I don't know what they have in supply at the surplus store when it comes to these things but I think you'd need a resperatior with an O tank for fresh clean air in order to be safe. a 7 mile tunnel is a big risk. 

a simple mask can filter soot, grime, and other large particals that can harm your lungs, but carbon monoxide is a gas and you can't simply filter that out so easily. 


I have to say I always laughed in my other train hopping buddies faces when they told me to cover my face with my dirty bandana. Maybe if I was trying to avoid the stank of a dead cat on the tracks, that would help (some) but avoiding dieing from carbon monoxide? don't make me piss myself laughing. I guess growing up in a house with a crappy wood stove and a _ancient_ oil burning heater means you learn a few things you didn't realize you really learned. I still remember finding out that a family friend had died during a power outtage from a hurricane because they put their generator outside.. but it was too close to their open window. it doesn't take much to kill you.

I think the best bet if you don't have the right supplies is, stay at the end of the train (the tunnel will have time to air out long after the unit passes through before you get inside) and lay down on the floor of whatever car you're on if you can. as far as I can remember monoxide is lighter than air and therefor will linger over your head and not at your feet. edit: that's not true. had to look it up but because of convection the gases will more than likely be higher in the air because they are hot from the oven. but it's still not the good bet no matter what to think you're ok because you're down low. Carbon Monoxide tends to mix quickly into the surrounding air so you're pretty much fucked... hence why it's not something to fuck around with.


----------



## blacklines (Jul 31, 2009)

Upon further research, I found this. I had forgotten about smoke hoods, I know very little about them, but they seem to be a legit (If not expensive) product. I would assume that they work in a similar fashion to a re breather, though that is pure conjecture.

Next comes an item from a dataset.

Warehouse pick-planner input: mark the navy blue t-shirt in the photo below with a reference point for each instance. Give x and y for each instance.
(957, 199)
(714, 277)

I was also unable to find stats on railroad deaths/injuries due to CO poisoning--anyone have a link


----------



## CholoMcScumbag (Aug 3, 2009)

the tunnels is always one thing that freaked me out and deterred me from trainin. but the itch is still there. i didnt know that you could live in the tunnels without soaking your bandanna with vinegar and huffin it. good to know though. the thought of breathing vinegar for 10 mins wasn't one that appealed to me.


----------



## Bendixontherails (Aug 4, 2009)

Tunnels have always been one of my favorite events on the rails! it's like being on a rocket in space or something. 

Unfortunately, the first time I ever rode through a tunnel longer than 2-3 miles was also my first time to make the run west to seattle, which, as Shoestring mentioned, takes you through both Flathead and Cascade. (Over 7 miles each!) As I am a pretty solitary person most of the time, and almost never ride with anyone else, carbon monoxide had never come up in conversation. I was less than a third of the way back from the units riding dirtyface. By the time we hit the western door of Flathead I had a pretty good headache, but not any worse than an average whisky night would leave you with. My head had cleared some by the time we hit Cascade, and I was completely confused as hell since I thought we had just gone through the Cascade! 

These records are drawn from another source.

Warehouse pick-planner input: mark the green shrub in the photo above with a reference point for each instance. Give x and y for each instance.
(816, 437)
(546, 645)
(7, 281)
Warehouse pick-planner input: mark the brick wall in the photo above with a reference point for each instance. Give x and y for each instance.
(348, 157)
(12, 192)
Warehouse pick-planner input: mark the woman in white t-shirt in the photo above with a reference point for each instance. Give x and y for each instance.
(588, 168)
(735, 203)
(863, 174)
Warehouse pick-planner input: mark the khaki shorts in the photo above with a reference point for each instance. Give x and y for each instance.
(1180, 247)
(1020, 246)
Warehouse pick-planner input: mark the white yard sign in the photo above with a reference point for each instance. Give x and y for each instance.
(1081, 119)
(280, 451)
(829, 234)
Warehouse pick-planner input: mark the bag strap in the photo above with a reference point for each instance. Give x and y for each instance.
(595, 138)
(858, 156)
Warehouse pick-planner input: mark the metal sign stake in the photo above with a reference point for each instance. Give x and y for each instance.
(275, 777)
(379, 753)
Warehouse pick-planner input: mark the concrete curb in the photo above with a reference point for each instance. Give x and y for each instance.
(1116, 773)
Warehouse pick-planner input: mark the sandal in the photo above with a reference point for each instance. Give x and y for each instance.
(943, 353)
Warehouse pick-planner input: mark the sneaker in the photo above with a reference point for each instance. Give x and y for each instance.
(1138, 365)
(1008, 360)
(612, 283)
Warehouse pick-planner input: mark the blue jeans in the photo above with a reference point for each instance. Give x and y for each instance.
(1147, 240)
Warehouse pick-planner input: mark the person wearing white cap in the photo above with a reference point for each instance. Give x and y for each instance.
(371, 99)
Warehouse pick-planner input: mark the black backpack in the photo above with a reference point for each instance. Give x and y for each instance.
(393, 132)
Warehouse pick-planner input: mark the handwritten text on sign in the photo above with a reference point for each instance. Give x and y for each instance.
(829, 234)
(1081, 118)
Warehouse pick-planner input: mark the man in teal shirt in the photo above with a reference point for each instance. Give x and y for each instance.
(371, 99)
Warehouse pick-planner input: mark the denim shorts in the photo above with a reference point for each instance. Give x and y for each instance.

I didn't know about the Flathead tunnel, you see? I thought, "Surely, this tunnel won't be nearly as long as the Cascade tunnel we just went through..." So I wasn't worried. At first. and then it went on. and on. and on. 

By the time we made the west end of the tunnel I had a pretty good headache again, and when the fresh air hit me I puked like I'd swallowed a dead cat. The headache lasted for MUCH longer this time. I now know that the gas takes a while to leave your system. I had a headache for a day and half, and I now respect the longer tunnels more than I did, but they are still one of my favorite events.


----------



## dirtyfacedan (Aug 5, 2009)

I wear a simple p100 mask....easy to find...pawn shops always got em... and it helps with summer forest fire smoke we get up here in the PNW (cascadia). Worth having...light kit.


----------



## mutiny mark (Jul 25, 2011)

Resurrecting a dead post here... anybody have any experience with tunnels in the BC / Alberta area? I'm planning a bit of an adventure that way and trying to avoid death by carbon monoxide, but my rail atlas doesn't seem to have any information on tunnels. (I've read about the Connaught and Mount Macdonald tunnels on the CPR, but haven't found any information concerning lesser-but-still-dangerous tunnels or any of the tunnels on the CN.)


----------



## Xavierr (Sep 2, 2011)

I heard from a worker that even some of the workers wear oxygen masks for the grand junction tunnels. not gonna lie tunnels bug me out, ive never been through a huge one, kind of deters me from some rides, but not like theres a map of rail tunnels out there to my knowledge. In idaho I rode through a huge bush fire DIRECTLY to the sides of the train. I was going to each side of the IMU to avoid the sides the smoke was drifting to, then ahead I saw huge flames, and power lines crumbeling and burning on each side of the carr, so I jump down in the well climb in my sleeping bag trying to avoid it all. Lucikly the train rushed through the fires, and I got up coughing a bit, and went through half of my gallon. Throat was irriated, and I looked back at the fires seeing just the massive amount of smoke that was being produced all over the entire plains and right next to the tracks. I eventually had to get off an hour at dawn later because I went through too much water. Shit scared the fuck out of me, all alone at 3am in bumfuck nowhere, my overactive mind was telling me "yeah, I'm dead". Now I know large tunnels will get to me but I'll still ride... ill prob die in one (my paranoi about em already is kickin in see). Good to know staying to the back is the best option,


----------